The Ravens had no choice but to fire Rice after they disgraced themselves by rallying around him, and NFL commissioner Roger Goodell had no choice but to turn his two-game suspension into an indefinite one.

As they love to say in football, the film never lies.

But Goodell has forever lost his moral authority to lead, anyway. He isn't going to resign, and the owners aren't going to fire him. Goodell helps those owners make zillions while banking an obscene wage himself, so he'll likely remain commissioner for a very long time.

But he needs to understand he has committed a personal foul against his legacy that is as permanent as pro football's standing as America's most popular sport. Goodell can't pick up this yellow flag, stuff it back in his pocket and walk away from the pile.

No matter how long Goodell lords over the NFL and no matter how often he tries to hide behind the stricter domestic violence penalties he has imposed and no matter his admission of gross misjudgment in the Rice case, these videos will haunt him.

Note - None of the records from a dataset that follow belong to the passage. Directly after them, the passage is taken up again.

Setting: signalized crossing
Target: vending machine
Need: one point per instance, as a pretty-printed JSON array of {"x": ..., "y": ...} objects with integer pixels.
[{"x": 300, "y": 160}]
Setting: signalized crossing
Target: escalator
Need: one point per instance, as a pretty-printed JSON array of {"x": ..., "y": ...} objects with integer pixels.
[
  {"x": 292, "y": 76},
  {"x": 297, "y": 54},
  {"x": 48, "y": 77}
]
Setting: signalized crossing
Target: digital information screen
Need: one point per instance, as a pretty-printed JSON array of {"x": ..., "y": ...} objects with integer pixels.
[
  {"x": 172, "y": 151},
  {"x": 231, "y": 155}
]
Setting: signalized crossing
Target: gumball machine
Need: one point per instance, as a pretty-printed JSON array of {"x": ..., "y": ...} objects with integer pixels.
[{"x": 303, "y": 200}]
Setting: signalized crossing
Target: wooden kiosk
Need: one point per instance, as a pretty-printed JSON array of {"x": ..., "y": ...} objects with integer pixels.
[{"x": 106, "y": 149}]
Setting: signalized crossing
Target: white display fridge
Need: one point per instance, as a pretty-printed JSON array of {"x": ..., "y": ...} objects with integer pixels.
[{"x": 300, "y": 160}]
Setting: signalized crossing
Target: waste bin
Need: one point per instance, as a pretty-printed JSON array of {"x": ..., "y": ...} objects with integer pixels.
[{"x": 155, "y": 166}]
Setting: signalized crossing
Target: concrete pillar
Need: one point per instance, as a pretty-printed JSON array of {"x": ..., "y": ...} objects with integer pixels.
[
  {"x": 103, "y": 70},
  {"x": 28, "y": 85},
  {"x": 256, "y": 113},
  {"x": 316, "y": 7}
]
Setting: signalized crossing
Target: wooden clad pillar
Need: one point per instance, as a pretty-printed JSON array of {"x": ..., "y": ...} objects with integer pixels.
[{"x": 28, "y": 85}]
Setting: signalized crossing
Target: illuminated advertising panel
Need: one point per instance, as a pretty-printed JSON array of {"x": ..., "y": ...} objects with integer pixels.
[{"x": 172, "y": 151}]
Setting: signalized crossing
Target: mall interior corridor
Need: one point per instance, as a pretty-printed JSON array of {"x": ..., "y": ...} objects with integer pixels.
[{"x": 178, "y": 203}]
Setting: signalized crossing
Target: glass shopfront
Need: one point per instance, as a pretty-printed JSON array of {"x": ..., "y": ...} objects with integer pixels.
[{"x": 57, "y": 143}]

Never mind the league's claim that nobody behind the cherished shield saw this second video before Monday. Never mind that NFL security has extensive law enforcement connections -- enough for a reasonable observer to believe some official had to have been debriefed on the contents of the second video that was in police hands, if not granted a private viewing.

Never mind that the New Jersey prosecutor in the criminal case should be ashamed of himself for knowing of the second video yet allowing Rice a pathway into a pretrial intervention program for first offenders.

What, exactly, did Goodell believe happened in that elevator? Didn't he realize the confrontation had to be at least as ugly and one-sided as it turned out to be? Wasn't the image on the first video -- of Rice dumping the unconscious Janay on her face -- enough to convince him the player had committed a violent act against a woman and needed to be severely punished?

Always remember Goodell's first instinct wasn't merely to hit Rice with the pathetic two-game ban but also to send out one of his lieutenants, Adolpho Birch, on ESPN Radio's "Mike & Mike" show to defend the penalty against the almost unanimous belief it was far too lenient.

Goodell ultimately copped to his mistake and toughened his domestic violence terms to six games for the first offense and a possible life sentence for the second, only because public pressure forced him to.

The commissioner finally realized this wasn't another Spygate. He destroyed the evidence against Bill Belichick's Patriots in that one, even though a lot of football fans, the late Senator Arlen Specter among them, openly questioned why a commissioner would do something like that.

Goodell couldn't make TMZ's first video disappear, and this second one is here for keeps, too. Between the airing of the tapes, the commissioner met with the victim and her husband in his office. As soon as Goodell interviewed Janay in the presence of her attacker, he pretty much announced he wasn't interested in the whole truth and nothing but.

The Ravens? They blitzed Rice awfully late in the game, long after they set an early and appalling tone in May by tweeting out Janay's news conference comment that she "deeply regrets the role that she played the night of the incident."

The role of a woman being viciously assaulted by an employee of the Ravens, that is.

In the end, the football team and the football commissioner got what they deserved. Goodell might have moved past the Spygate and Bountygate messes and the hiring of fake refs for real games. He might someday move past the concussion crisis that continues to rattle his sport to its core.

But this is the game-changer. Rice was supposed to be one of the good guys, a commissioner's dream, a long-shot star who served his community, helped kids and fulfilled a life's mission of buying his mom a new home.

Ultimately, the ultra-likable running back turned out to be something else. And just as it will be nearly impossible to look at Ray Rice without summoning scenes of him punching his fiancée and future wife, it will be nearly impossible to look at Roger Goodell without recalling his staggering inaction in this case.

That's why even if the commissioner survives the videos, his reputation and legacy will not.